I stared after her, remembering too late that occasionally Aunt Pru’s predictions actually came true.

“What was that all about?” my mother asked.

“Nothing.”

I hoped.





ocho


It had grown fully dark by the time I got home, but I told myself I wasn’t worried about Aunt Pru’s warning. Despite the impressive amount of psychic power Lucia had shown back at the mission, she’d seemed primarily concerned with focusing it on Becca, not me.

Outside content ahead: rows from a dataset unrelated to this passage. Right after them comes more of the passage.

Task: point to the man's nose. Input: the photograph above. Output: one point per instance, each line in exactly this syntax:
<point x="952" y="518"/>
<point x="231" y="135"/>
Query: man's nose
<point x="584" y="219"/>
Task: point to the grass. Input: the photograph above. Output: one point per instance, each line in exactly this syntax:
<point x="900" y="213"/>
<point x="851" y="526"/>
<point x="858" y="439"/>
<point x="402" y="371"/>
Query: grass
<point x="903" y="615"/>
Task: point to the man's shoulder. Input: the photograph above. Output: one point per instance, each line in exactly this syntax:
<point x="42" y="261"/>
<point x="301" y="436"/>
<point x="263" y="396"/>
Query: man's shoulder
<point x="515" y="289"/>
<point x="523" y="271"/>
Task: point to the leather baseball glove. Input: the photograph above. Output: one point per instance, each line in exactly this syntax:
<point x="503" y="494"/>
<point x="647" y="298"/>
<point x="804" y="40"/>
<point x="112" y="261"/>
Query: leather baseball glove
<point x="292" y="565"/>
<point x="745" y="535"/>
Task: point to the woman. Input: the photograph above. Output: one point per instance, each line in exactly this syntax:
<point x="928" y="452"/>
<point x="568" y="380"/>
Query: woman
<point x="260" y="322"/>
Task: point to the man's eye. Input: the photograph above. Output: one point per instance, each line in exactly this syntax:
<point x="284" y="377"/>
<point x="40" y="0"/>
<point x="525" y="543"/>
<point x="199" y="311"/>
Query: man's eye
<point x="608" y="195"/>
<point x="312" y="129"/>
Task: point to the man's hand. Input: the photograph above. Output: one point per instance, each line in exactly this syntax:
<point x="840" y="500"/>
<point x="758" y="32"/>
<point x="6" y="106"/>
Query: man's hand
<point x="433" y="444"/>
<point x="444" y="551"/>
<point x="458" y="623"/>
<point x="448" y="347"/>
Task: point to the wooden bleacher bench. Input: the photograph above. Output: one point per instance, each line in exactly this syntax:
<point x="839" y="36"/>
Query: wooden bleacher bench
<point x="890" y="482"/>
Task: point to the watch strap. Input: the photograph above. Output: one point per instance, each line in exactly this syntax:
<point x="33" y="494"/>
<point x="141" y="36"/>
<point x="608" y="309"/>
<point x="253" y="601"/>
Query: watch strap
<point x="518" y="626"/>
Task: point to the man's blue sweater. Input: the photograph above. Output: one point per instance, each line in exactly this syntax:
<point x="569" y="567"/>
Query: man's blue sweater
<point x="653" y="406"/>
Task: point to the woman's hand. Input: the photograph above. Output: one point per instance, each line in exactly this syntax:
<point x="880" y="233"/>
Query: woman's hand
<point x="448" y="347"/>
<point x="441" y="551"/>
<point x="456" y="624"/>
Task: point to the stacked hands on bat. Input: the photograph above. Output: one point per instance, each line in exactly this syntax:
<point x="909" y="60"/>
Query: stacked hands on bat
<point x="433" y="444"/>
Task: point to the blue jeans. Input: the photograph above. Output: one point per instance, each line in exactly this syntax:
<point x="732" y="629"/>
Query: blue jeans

“Lost children in pain can sometimes be very cruel.” That could easily sum up Paul, and the way he was lashing out at Jesse . . . and at me.

My mother had also used the word lost to refer to him. He was no child, though.

Still, even if Lucia had chosen to attack me again, the Carmel Valley Mountain View Apartment Complex—as the management company of the building in which I lived had somewhat misleadingly named it—would have made an unlikely place to do so. The so-called “mountain view” was actually only of the winery-dotted foothills of what eventually turned into the Santa Lucia mountain range, the breathtaking peaks against which the massive waves of the Pacific crashed at Big Sur, much farther down the coastal highway.